MIT researchers have concluded that the well-known ImageNet data set has “systematic annotation issues” and is misaligned with ground truth or direct observation when used as a benchmark data set.

“Our analysis pinpoints how a noisy data collection pipeline can lead to a systematic misalignment between the resulting benchmark and the real-world task it serves as a proxy for,” the researchers write in a paper titled “From ImageNet to Image Classification: Contextualizing Progress on Benchmarks.” “We believe that developing annotation pipelines that better capture the ground truth while remaining scalable is an important avenue for future research.”

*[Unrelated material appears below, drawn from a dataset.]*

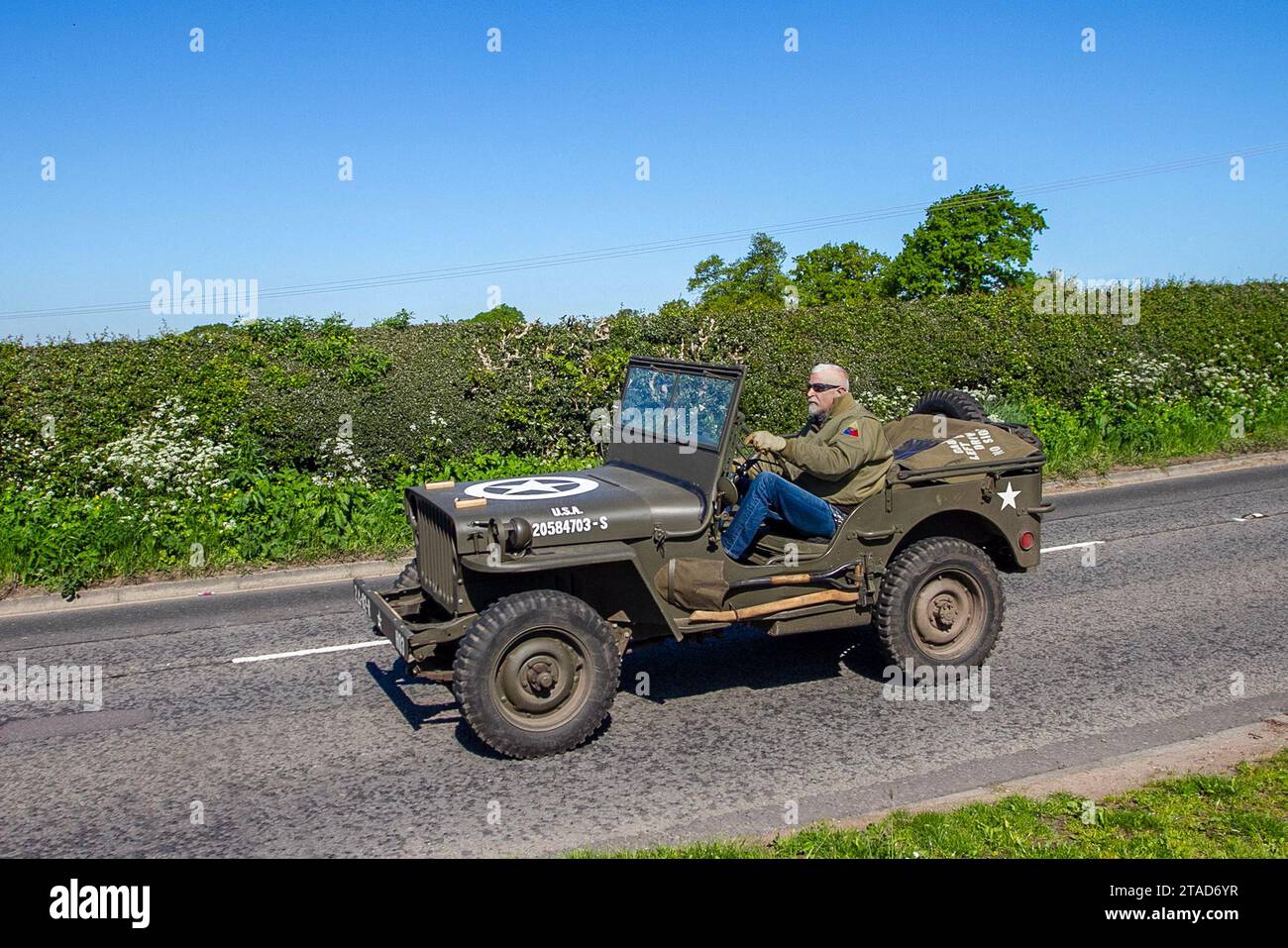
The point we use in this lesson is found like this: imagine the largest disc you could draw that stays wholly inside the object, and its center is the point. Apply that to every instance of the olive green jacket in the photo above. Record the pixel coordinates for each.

When the Stanford University Vision Lab introduced ImageNet at the Conference on Computer Vision and Pattern Recognition (CVPR) in 2009, it was much larger than many previously existing image data sets. The ImageNet data set contains millions of photos and was assembled over the span of more than two years. ImageNet uses the WordNet hierarchy for data labels and is widely used as a benchmark for object recognition models. Until 2017, annual competitions with ImageNet also played a role in advancing the field of computer vision.

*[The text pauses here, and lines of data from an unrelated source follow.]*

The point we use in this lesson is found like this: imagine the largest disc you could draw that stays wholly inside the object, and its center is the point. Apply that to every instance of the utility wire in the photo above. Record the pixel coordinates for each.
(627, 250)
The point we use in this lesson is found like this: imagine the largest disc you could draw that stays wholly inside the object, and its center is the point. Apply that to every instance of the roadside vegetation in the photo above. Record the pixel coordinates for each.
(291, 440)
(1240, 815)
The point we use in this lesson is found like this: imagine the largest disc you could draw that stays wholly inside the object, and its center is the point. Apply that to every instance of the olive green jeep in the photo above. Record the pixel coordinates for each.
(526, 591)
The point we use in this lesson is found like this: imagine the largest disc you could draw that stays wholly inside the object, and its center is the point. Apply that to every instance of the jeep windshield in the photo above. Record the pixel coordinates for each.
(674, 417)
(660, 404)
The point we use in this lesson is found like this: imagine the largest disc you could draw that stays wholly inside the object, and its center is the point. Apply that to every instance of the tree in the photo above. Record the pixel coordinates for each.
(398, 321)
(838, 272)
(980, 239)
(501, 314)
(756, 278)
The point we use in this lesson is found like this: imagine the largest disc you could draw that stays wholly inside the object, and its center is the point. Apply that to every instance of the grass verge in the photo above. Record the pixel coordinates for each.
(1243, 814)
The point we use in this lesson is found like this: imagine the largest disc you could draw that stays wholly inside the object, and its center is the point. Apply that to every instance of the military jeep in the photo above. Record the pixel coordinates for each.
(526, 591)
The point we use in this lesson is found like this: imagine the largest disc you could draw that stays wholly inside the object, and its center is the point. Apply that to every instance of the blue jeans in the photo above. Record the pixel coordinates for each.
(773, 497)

But after closely examining ImageNet’s “benchmark task misalignment,” the MIT team found that about 20% of ImageNet photos include multiple objects. Their analysis across multiple object recognition models revealed that having multiple objects in a photo can lead to a 10% drop in general accuracy. At the core of these issues, the authors said, are the data collection pipelines used to create large-scale image data sets like ImageNet.

“Overall, this [annotation] pipeline suggests that the single ImageNet label may not always be enough to capture the ImageNet image content. However, when we train and evaluate, we treat these labels as the ground truth,” report coauthor and MIT Ph.D. candidate Shibani Santurkar said in an International Conference on Machine Learning (ICML) presentation on the work. “Thus, this could cause a misalignment between the ImageNet benchmark and the real-world object recognition task, both in terms of features that we encourage our models to do [and] how we assess their performance.”

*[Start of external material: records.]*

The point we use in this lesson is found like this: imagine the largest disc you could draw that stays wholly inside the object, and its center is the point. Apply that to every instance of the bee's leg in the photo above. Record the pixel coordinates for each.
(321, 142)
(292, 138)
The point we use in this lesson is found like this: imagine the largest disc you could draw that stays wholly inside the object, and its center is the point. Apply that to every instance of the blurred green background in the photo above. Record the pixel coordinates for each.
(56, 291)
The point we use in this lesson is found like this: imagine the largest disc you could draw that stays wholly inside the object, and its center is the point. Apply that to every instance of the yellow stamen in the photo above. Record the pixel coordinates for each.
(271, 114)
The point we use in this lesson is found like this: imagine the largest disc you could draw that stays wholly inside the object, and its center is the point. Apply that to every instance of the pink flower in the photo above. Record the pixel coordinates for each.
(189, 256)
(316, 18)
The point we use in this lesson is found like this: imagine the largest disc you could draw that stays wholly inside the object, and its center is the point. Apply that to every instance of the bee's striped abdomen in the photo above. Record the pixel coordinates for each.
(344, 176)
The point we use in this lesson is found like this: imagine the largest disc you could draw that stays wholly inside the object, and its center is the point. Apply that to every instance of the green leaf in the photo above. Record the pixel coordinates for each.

According to the researchers, an ideal approach for a large-scale image data set would be to collect images of individual objects in the world and have experts label them in exact categories, but that’s not cheap or easy to scale. Instead, ImageNet collected images from search engines and sites like Flickr. Images scraped from the internet search engine were then reviewed by annotators from Amazon’s Mechanical Turk. The researchers note that Mechanical Turk employees who labeled ImageNet photos were directed to focus on a single object and ignore other objects or occlusions. Other large-scale image data sets have followed a similar — and potentially problematic — pipeline, the researchers said.

To evaluate ImageNet, the researchers created a pipeline that asked human data labelers to choose from multiple labels and pick one that was most relevant to the photo. The most frequently selected label was then used to train models to determine what the researchers call an “absolute ground truth.”

“The key idea that we leverage is to actually augment the ImageNet labels using model predictions. Specifically, we take a wide range of models and aggregate their top five predictions to get a set of candidate labels,” Santurkar said. “Then we actually determine the validity of these labels by using human annotators, but instead of asking them whether a single label is valid, we repeat this process independently for multiple labels. This allows us to determine the set of labels that could be relevant for a single image.”

But the team cautions that their approach is not a perfect match for ground truth since they also used non-expert data labelers. They conclude that it can be difficult for human annotators who are not experts to accurately label images in some instances. Choosing from one of 24 breeds of terriers could be difficult unless you’re a dog expert, for example.

The team’s paper was accepted for publication at ICML this week after being initially published in late May. The paper’s presentation at the conference followed MIT’s decision to remove the 80 Million Tiny Images data set from the internet and ask researchers with copies of the data set to delete them. These measures were taken after researchers drew attention to offensive labels in the data set, like the N-word, as well as sexist terms for women and other derogatory labels. Researchers who audited the 80 Million Tiny Images data set, which was released in 2006, concluded that these labels were incorporated as a result of the WordNet hierarchy.

ImageNet also used the WordNet hierarchy, and in a paper published at the ACM FaccT conference, ImageNet creators said they plan to remove virtually all of about 2,800 categories in the person subtree of the data set. They also cited other problems with the data set, such as a lack of image diversity.

Beyond large-scale image data sets used to train and benchmark models, the shortcomings of large-scale text data sets was a key theme at the Association of Computational Linguistics (ACL) conference earlier this month.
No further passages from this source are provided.